È bello perché, nonostante tutte queste contaminazioni, nella tua carriera c’è un filo rosso chiaro che tiene insieme tutto.
Sì, il filo rosso sono io, ma non è stato facile. Ho trovato parecchie difficoltà nel portare avanti più cose contemporaneamente. Quando parliamo di un personaggio – in questo caso William Imola – bisogna dargli un’identità. Se parli con 100 persone e 40 ti dicono che fai lo chef, 30 che fai l’attore e le altre che fai il cantante, alla fine il punto interrogativo rimane: “Ma Guida chi è?”. Ho dovuto lavorare su questo, togliendo qualcosa. Ho ragionato sul fatto che lo chef è un lavoro che ho dentro, che posso fare sempre, per tutta la vita: posso aprire un ristorante, posso gestirlo, lo porterò sempre con me. L’attore e il cantante, invece, hanno un tempo più limitato. Non puoi costruire una carriera artistica a qualsiasi età, all’infinito.

In tutto questo, che cosa ti ha lasciato un incontro come quello con Gigi Proietti?
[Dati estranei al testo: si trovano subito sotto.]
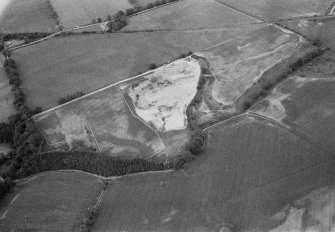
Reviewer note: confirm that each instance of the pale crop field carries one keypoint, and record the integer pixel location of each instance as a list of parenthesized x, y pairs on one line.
[(161, 99), (102, 120), (188, 14), (86, 63), (28, 16), (74, 13), (55, 201), (274, 9)]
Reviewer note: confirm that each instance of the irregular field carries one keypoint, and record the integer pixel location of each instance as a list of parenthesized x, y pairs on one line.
[(28, 16), (74, 13), (6, 96), (250, 169), (304, 104), (101, 120), (86, 63), (314, 212), (54, 201), (322, 32), (241, 63), (188, 14), (274, 9), (162, 97)]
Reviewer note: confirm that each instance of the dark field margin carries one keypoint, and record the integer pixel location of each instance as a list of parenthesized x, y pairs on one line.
[(250, 170), (95, 163)]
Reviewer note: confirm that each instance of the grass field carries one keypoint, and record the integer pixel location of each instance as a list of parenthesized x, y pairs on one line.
[(102, 120), (6, 96), (80, 12), (188, 14), (274, 9), (304, 104), (54, 201), (320, 32), (161, 98), (240, 63), (250, 169), (86, 63), (28, 16)]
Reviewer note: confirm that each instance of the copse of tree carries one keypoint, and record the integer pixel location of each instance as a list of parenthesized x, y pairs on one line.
[(91, 162), (130, 11), (196, 143), (150, 5), (70, 97), (120, 21)]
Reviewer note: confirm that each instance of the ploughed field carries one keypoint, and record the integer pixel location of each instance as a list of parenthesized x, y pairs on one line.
[(55, 201), (74, 13), (305, 101), (89, 62), (271, 10), (28, 16), (251, 169), (132, 117), (188, 14)]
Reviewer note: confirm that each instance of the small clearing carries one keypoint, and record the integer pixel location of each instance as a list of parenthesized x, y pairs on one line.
[(162, 97)]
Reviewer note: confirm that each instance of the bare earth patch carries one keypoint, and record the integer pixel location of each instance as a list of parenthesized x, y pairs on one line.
[(162, 97)]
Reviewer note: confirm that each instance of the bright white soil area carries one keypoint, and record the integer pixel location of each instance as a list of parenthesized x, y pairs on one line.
[(161, 99)]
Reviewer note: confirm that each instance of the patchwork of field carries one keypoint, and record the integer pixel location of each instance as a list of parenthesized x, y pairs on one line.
[(6, 96), (54, 201), (305, 103), (319, 31), (188, 14), (101, 121), (250, 170), (28, 16), (74, 13), (86, 63), (241, 63), (161, 98), (274, 9)]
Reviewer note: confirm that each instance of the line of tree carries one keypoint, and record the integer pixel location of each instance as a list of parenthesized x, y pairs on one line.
[(20, 132), (55, 15), (70, 97), (26, 37), (137, 8), (92, 162), (119, 22)]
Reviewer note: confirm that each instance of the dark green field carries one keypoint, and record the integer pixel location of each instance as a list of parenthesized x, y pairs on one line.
[(55, 201), (250, 170)]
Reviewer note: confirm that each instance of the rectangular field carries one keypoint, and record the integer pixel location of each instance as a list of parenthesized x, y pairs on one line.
[(241, 63), (56, 201), (274, 9), (86, 63), (101, 120), (80, 12), (188, 14), (28, 16)]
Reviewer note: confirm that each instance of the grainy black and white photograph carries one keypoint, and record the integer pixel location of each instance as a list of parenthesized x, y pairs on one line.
[(167, 115)]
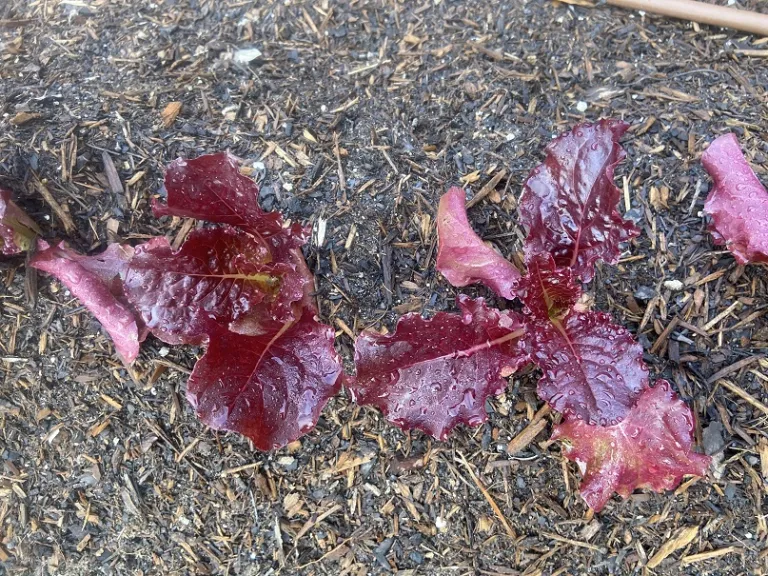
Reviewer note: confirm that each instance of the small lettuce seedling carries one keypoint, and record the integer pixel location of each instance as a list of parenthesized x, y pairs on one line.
[(240, 289), (623, 433), (17, 230)]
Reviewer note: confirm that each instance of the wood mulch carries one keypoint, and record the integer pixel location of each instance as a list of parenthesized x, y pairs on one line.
[(355, 117)]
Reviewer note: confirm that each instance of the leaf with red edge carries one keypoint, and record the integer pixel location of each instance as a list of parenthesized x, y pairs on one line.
[(462, 257), (737, 203), (96, 282), (220, 278), (212, 188), (568, 205), (592, 368), (270, 388), (17, 230), (437, 373), (548, 292), (650, 448)]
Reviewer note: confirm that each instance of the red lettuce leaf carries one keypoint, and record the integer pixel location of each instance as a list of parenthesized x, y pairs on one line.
[(593, 369), (737, 203), (211, 188), (650, 448), (568, 205), (462, 257), (96, 282), (219, 278), (17, 230), (270, 388), (437, 373), (548, 292)]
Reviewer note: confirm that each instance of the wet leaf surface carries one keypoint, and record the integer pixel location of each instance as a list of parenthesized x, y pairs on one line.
[(737, 203), (568, 206), (270, 388), (462, 257), (592, 368), (650, 448), (433, 374)]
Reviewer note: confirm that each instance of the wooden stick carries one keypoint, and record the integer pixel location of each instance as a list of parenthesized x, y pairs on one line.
[(701, 12)]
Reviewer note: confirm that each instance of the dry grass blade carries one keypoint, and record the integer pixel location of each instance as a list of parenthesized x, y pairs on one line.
[(693, 558), (61, 214), (681, 539), (169, 113), (488, 497)]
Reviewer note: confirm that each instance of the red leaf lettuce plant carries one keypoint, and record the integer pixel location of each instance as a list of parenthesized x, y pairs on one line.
[(240, 289), (737, 203), (434, 374)]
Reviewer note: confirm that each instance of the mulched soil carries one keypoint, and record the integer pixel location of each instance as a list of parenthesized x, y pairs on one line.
[(356, 117)]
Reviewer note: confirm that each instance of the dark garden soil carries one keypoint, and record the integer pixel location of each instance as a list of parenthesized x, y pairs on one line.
[(355, 118)]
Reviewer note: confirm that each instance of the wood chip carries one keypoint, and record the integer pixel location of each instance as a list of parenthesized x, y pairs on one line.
[(680, 539), (489, 187), (24, 117), (61, 214), (692, 558), (510, 531), (526, 436), (169, 113), (743, 394)]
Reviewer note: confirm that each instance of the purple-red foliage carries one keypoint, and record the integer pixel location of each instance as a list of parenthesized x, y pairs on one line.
[(462, 257), (241, 289), (737, 203), (437, 373), (593, 370), (650, 448), (568, 206)]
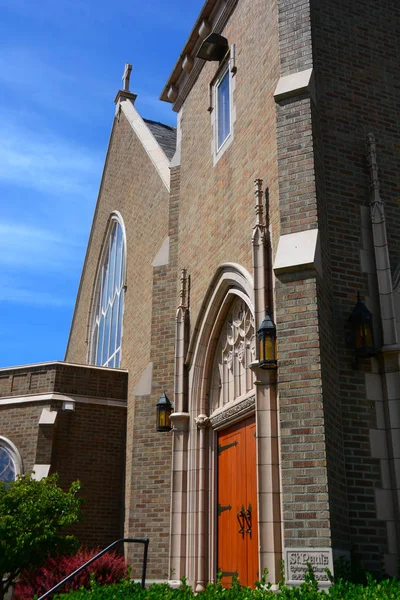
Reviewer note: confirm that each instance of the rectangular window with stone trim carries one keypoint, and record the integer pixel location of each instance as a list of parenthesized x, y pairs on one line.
[(223, 108)]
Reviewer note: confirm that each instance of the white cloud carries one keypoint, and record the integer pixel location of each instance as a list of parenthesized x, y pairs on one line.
[(22, 246), (45, 162), (19, 295)]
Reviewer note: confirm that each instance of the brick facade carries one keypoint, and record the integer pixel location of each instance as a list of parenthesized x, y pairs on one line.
[(87, 443), (338, 68)]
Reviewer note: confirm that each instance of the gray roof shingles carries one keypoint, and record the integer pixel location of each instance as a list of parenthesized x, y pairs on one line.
[(165, 136)]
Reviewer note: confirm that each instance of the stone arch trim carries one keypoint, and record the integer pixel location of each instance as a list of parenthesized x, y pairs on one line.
[(230, 280)]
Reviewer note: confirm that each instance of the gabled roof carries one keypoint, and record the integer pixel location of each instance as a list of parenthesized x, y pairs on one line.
[(165, 136)]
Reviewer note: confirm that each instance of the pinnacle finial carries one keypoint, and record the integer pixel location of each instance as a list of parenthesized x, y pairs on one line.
[(258, 193), (126, 76), (183, 290)]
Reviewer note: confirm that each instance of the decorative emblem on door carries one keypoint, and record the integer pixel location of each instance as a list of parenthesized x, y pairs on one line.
[(222, 448), (222, 508), (244, 520)]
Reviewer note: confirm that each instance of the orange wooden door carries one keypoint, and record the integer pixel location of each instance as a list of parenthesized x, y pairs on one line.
[(237, 504)]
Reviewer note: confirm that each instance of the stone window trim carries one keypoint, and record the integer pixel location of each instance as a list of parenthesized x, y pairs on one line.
[(226, 67), (8, 447), (115, 219)]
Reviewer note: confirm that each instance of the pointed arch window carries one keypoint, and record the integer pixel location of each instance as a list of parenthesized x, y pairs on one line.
[(106, 334), (234, 353), (10, 460)]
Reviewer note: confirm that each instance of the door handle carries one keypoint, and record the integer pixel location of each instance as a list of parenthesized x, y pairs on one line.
[(241, 520), (248, 519)]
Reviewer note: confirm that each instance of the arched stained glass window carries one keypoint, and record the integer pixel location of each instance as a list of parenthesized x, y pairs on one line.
[(109, 301), (10, 461)]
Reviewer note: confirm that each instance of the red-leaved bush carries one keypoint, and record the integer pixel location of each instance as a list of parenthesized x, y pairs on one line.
[(109, 568)]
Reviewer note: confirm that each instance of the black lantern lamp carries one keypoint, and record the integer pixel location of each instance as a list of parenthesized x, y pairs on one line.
[(360, 321), (267, 343), (214, 47), (164, 409)]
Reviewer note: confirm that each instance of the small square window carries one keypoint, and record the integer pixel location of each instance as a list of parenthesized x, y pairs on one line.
[(223, 106)]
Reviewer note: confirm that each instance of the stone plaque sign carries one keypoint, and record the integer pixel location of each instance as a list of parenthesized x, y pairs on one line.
[(296, 560)]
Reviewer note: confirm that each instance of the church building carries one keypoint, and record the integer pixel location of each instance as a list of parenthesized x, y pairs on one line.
[(231, 384)]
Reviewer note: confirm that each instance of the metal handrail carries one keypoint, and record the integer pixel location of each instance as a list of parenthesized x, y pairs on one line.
[(144, 541)]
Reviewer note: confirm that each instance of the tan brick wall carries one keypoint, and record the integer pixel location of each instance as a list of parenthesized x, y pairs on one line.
[(20, 425), (89, 445), (357, 79), (132, 186), (217, 203)]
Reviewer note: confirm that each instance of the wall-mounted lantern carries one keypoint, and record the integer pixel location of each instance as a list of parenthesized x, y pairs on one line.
[(164, 409), (214, 47), (267, 343), (362, 337)]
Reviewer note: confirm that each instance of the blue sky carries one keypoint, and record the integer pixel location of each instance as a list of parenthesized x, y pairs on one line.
[(61, 63)]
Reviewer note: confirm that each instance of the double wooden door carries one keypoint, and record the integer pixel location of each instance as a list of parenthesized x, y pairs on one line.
[(237, 504)]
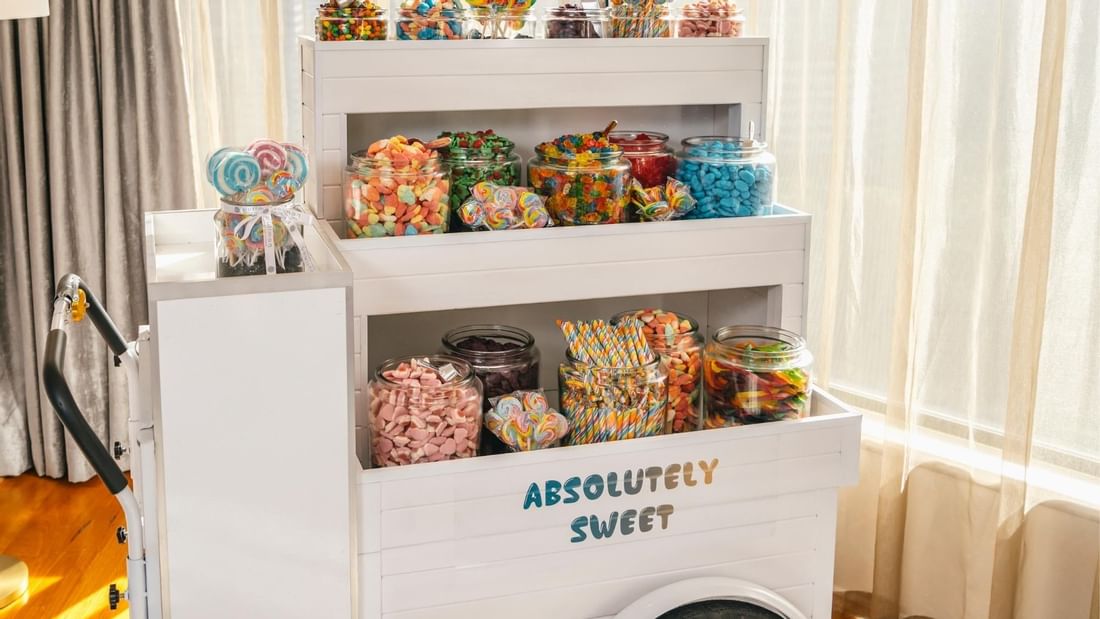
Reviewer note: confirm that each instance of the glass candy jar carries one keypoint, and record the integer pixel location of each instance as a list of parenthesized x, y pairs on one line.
[(651, 161), (727, 176), (241, 238), (381, 200), (613, 404), (587, 188), (424, 409), (574, 21), (756, 374), (677, 339), (476, 157)]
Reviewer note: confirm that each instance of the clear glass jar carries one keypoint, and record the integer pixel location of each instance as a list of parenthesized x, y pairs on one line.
[(471, 166), (727, 176), (424, 415), (240, 238), (613, 404), (755, 374), (677, 339), (381, 200), (574, 21), (651, 161), (363, 21), (639, 21), (711, 18), (584, 190), (488, 22), (430, 20), (503, 357)]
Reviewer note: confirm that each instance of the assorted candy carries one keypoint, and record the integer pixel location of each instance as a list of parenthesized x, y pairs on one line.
[(755, 375), (613, 387), (711, 18), (727, 176), (427, 20), (661, 203), (359, 20), (677, 340), (477, 156), (583, 178), (492, 207), (424, 409), (397, 187), (524, 421), (574, 21)]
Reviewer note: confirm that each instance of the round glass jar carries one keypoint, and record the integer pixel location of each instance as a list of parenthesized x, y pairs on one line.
[(592, 188), (755, 374), (710, 18), (677, 339), (651, 161), (430, 20), (473, 165), (574, 21), (424, 409), (381, 200), (488, 22), (639, 21), (241, 238), (613, 404), (727, 176)]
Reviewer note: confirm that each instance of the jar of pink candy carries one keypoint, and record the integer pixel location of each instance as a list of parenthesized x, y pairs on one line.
[(424, 409)]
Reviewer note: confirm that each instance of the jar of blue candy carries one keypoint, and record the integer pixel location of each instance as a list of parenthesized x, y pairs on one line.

È stato uno dei privilegi della mia vita. Ho avuto modo di condividere dei momenti con lui, e mi ha trasmesso diverse cose. Una delle frasi che ricordo di più è: “Ricordati che nella vita non si può piacere a tutti. Chi vuole fare questo mestiere cresce sia dalle cose positive che dalle critiche, perché ci sarà sempre qualcuno a cui non piaci o a cui non piace quello che fai”. È anche per questo che ti dicevo che la cosa importante era trovare un’identità chiara a questa figura, a questo personaggio, Guida Mimola. Ho dovuto abbandonare, almeno per adesso, la parte più visibile dello chef, perché cantare è una cosa che oggi viene prima. E sono convinto che l’esperienza di San Marino, come ti ho già detto, sarà un punto di partenza e soprattutto di crescita per la mia carriera artistica: per essere più forte, più consapevole e, domani, padroneggiare davvero il palco.

Prima di salutarti ti chiedo solo un’ultima cosa: a cosa stai lavorando adesso, qual è il prossimo step?
Adesso sto pensando di realizzare un feat su “Balla” con un DJ importante a livello italiano. Non posso ancora dire il nome, ma diciamo che c’è in ballo anche una cantante: le abbiamo fatto una proposta, stiamo aspettando una risposta. Sarebbe bello avere la sua voce in “Balla”, fare una versione nuova con lei, una versione estiva da lanciare nei prossimi mesi. Stiamo solo finendo di finalizzare alcune cose, ma sicuramente usciremo già con una nuova versione del brano e, se andrà in porto anche questa collaborazione, potrebbe essere davvero qualcosa di straordinario.